Now that we have installed Libvirt with QEMU and KVM, I will show how we can create a VM using this. This is mostly for demonstration purposes, so I’m going to keep the process as simple and minimal as possible.

  1. Firstly, we’ll have to create a disk image file which is to be used by the VM as its secondary storage or disk. The format can be either RAW, or QCOW2—which has some very useful optimizations. For now, we’re going to go with RAW.

    $ qemu-img create -f raw -o size=10G vol.raw
    Formatting 'vol.raw', fmt=raw size=10737418240
    

    As you can see, we mentioned the image format using the -f raw argument, made it have 10 GB of storage using the size=10G argument, and we named the image file vol.raw.

  2. Once we have a disk image, we can create the VM with the disk image as its storage using the virt-install command. We’ll also have to pass an installation media for installing an OS in the VM—you can use any installer image you have, I’m going to use the installer for Ubuntu Budgie 18.04.

    sumit@HAL9000:~/Coding$ virt-install --name=vm1 --ram=2048 --vcpus=1 --disk path=vol.raw --cdrom=/home/sumit/Downloads/ubuntu-budgie-18.04.3-desktop-i386.iso --os-variant ubuntu18.04 --network bridge=virbr0,model=virtio
    
    Starting install...
    
    

    The CLI parameters are mostly self-explanatory.

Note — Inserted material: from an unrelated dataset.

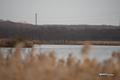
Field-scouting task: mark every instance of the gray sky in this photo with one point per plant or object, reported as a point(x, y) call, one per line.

    • The VM name is set to be vm1 using the name parameter.
    • The VM is allocated 2 GB of RAM using the ram parameter and a single-core virtual CPU using the vcpus parameter.
    • The disk image and installation image is supplied using the disk and cdrom parameters.
    • Mentioning the os-variant helps it make some OS-specific optimizations.
    • Finally, we have to mention a network interface using the network parameter so that the VM has network connectivity. Using a bridge network interface is the simplest networking model we can have, and that’s what we went with.

Once you run the virt-install command like above, a virt-viewer window should pop up with the installer running, go ahead and follow the installation wizard to install the OS. You can open the VM anytime later by running the following command.

$ virt-viewer vm1

Shutting down, starting, and rebooting is very easy too!

$ virsh shutdown vm1
$ virsh start vm1
$ virsh reboot vm1

Conclusion

I hope this post helped you understand the basics of virtualization and get started with it. I plan to post more tutorials exploring specific use-cases; until then, have fun tinkering around! Feel free to leave a comment below if you have any questions or feedback. You can also always drop me an e-mail or contact me on Twitter if you want to talk. Cheers!

Clarifications

I got some questions and comments about this post on Reddit. I’m including the discussions here as they shed light on some nuances regarding the topics discussed above.

Comment by Reddit user retnikt0;

QEMU and KVM are neither really type 1 nor type 2 hypervisors; they’re kind of somewhere in between. QEMU uses KVM so they certainly can’t be different types.

Roughly KVM can be called a type 1 hypervisor and QEMU a type 2 hypervisor, but he’s right, there’s some more nuance to that if we want to be completely correct.

QEMU acts as an emulator (i.e. a type 2 hypervisor) if the KVM kernel module is not available. But when the KVM module is available, it uses that to speed up system calls, so in that case, in a way it sits halfway between type 1 and type 2 hypervisor.

When we consider KVM by itself, it’s not strictly a type 1 hypervisor either, as it still is part of an OS; it’s not a complete standalone system like VMWare ESXi built to only host VMs.

Comment by Reddit user NinjaAmbush;

You might want to explain why we’d want to use QEMU on top of KVM. I understand why having QEMU use KVM speeds up certain system calls, but it’s not clear to me why I want QEMU in this set up.

KVM provides access to the virtualisation extensions available on x86 systems using an API. Using KVM without QEMU is certainly possible, but you’ll need to deal with the KVM API at extremely low-level. QEMU provides gives a stable interface in the form of a set of binaries to interact with KVM, and set of helper components (such as the virtio interface) so that full-fledged virtual machines can be built easily. The two projects are developed together; in the real world it’s unlikely to see KVM without QEMU, because that’s the way the developers want you to use them.